Seriously, my pay is so bad and I don't get extra from extorting the measly $3.23 from you, what makes you think that I would derive any sick pleasure from robbing you of your hard-earned "coffin money"??? I also thought to myself that why raise your already high blood pressure over something so trivial when we would have settled this calmly??? Seriously some people just don't know how to take better care of themselves.
You've got your principles on how to settle a dispute like an ahli kongsi hitam, and I've got my principles to treat customers with respect, even when they can't seem to tell the difference between respect and something floating in the sewers.
I then told him that he could get the cheaper brand of the same medication for $3.23 less, provided that the doctor had not indicated that brand substitution was not permitted. His eyeballs nearly fell out of their sockets when he asked me "You mean the doctor said that cannot change brands???"

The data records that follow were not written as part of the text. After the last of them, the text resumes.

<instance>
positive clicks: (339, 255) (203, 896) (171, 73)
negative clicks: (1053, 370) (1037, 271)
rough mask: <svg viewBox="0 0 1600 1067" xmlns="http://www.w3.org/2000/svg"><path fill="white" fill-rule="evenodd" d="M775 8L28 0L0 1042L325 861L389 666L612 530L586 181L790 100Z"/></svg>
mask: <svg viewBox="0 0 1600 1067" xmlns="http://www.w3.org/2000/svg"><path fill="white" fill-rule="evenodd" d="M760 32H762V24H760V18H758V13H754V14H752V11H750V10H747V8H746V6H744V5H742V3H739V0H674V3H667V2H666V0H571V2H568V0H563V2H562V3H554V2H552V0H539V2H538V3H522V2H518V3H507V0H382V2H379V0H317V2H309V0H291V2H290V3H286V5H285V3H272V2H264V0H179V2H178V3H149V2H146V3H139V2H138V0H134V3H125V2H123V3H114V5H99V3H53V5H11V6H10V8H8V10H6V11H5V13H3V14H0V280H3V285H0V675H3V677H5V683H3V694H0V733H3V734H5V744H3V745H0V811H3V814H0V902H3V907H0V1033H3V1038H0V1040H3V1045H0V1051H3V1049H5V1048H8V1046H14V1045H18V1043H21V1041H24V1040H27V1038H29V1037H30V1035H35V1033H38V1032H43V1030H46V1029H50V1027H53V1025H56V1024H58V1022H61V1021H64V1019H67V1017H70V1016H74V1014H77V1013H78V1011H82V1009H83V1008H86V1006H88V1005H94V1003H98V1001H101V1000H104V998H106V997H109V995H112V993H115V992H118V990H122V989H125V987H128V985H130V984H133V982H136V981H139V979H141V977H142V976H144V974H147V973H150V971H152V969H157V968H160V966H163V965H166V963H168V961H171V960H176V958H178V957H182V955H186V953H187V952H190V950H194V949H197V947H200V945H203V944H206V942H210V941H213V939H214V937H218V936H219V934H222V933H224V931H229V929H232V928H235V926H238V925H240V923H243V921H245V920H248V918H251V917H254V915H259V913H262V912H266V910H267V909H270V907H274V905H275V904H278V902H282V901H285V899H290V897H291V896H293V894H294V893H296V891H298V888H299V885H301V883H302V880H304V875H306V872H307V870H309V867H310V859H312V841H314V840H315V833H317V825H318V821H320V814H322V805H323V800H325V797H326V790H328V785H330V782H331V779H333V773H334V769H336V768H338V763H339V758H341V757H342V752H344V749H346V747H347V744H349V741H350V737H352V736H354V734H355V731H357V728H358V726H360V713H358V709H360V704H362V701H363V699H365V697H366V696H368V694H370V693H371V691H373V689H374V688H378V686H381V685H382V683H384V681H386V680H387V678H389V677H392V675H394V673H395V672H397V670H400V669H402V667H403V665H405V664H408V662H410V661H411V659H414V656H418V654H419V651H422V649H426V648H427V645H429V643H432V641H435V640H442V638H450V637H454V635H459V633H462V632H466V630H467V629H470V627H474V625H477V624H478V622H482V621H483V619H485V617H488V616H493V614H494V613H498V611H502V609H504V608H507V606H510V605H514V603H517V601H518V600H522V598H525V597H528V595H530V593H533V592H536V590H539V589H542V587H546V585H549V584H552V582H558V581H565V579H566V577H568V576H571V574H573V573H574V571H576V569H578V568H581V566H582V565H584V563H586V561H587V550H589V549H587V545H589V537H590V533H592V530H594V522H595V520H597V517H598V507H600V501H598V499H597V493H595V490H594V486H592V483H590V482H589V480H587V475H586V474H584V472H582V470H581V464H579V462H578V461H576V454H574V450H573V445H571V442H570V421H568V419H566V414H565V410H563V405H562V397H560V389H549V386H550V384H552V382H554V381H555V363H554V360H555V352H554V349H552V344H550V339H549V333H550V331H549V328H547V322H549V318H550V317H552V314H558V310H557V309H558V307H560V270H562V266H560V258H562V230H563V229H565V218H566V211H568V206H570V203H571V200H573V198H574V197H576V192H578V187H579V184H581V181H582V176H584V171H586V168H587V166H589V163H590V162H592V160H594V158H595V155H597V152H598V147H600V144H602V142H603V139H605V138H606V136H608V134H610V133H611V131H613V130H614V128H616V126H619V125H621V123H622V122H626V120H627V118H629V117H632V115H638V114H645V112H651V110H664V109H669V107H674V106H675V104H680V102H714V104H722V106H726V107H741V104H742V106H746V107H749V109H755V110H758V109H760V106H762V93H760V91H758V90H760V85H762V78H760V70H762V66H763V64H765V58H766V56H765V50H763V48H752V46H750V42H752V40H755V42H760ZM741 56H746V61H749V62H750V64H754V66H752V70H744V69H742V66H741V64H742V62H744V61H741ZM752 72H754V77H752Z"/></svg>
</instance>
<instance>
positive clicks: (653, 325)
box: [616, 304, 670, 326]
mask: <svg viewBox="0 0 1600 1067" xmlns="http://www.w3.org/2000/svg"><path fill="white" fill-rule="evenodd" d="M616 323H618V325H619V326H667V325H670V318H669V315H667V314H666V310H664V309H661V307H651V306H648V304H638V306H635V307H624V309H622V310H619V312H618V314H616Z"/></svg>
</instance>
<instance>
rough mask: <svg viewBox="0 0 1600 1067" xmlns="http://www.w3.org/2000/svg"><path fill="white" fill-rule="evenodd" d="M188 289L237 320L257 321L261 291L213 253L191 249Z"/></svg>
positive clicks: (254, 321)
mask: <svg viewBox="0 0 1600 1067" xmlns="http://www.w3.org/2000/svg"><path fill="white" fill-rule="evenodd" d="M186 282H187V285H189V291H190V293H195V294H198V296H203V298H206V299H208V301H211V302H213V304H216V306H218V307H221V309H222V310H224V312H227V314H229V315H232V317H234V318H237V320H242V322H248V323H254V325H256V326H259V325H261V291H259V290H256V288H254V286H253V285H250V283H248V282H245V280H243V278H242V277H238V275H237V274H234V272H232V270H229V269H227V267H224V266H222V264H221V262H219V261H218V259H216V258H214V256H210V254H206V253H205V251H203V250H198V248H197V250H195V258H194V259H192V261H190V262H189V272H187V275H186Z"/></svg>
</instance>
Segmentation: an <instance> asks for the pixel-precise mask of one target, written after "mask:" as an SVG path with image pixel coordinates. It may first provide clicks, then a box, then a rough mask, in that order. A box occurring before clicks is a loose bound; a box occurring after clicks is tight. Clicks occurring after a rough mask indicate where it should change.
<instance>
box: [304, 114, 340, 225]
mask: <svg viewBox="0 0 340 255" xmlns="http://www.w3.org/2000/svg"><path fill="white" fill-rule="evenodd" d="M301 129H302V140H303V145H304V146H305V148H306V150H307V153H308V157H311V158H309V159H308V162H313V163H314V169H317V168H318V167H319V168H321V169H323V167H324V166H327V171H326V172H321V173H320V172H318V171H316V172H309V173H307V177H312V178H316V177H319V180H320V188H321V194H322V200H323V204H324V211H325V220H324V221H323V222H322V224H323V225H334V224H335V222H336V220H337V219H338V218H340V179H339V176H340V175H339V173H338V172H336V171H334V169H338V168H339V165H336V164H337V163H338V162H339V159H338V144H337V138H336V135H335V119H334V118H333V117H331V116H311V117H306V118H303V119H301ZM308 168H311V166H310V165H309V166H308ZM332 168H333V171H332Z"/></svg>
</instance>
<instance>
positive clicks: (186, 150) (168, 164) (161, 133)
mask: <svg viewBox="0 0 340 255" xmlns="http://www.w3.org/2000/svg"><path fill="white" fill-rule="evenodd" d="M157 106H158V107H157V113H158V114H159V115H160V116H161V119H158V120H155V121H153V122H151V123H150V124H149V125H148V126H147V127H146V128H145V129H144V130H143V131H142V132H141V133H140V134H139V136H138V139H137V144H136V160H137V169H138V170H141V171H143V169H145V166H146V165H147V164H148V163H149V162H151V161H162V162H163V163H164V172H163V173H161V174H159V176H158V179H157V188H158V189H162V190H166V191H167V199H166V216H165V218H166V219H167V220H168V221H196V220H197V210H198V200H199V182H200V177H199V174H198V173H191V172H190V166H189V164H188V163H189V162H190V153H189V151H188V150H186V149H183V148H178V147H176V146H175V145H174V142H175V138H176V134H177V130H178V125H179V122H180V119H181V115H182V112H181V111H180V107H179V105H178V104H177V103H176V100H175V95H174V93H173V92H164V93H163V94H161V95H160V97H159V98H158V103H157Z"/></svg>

I was on the edge of my patience. I checked his script, and told him the doctor has allowed for brands to be changed, and I asked him if wanted the cheaper brand. He asked if they were exactly the same. I said yes, and he said, "Well, what are you doing to do about it?" More hand gestures.
DEEP BREATH. "I am going to change the brand over. It will take a few minutes.". He even thought that I was going to just refund him the $3.23 but let him keep the branded medication. I really had to take ANOTHER DEEP BREATH before repeating that I had to swap the more expensive brand over to the cheaper brand before I could refund him his money.
With him obviously satisfied, he sat down and good-naturedly chatted with his friend whilst waiting for me to fix things up. Oh ho... so we could be friendly and amiable to our friends, but when it comes to the pharmacy graduate, we need to show her who's the boss, do we? We need to display hand gestures as if we're ready to take the graduate down with a parang if she refuses to refund the money, do we?
Well, I wish him all the best in his future undertakings with the victim he makes of the next pharmacy graduate he crosses paths with. It most definitely would not be me.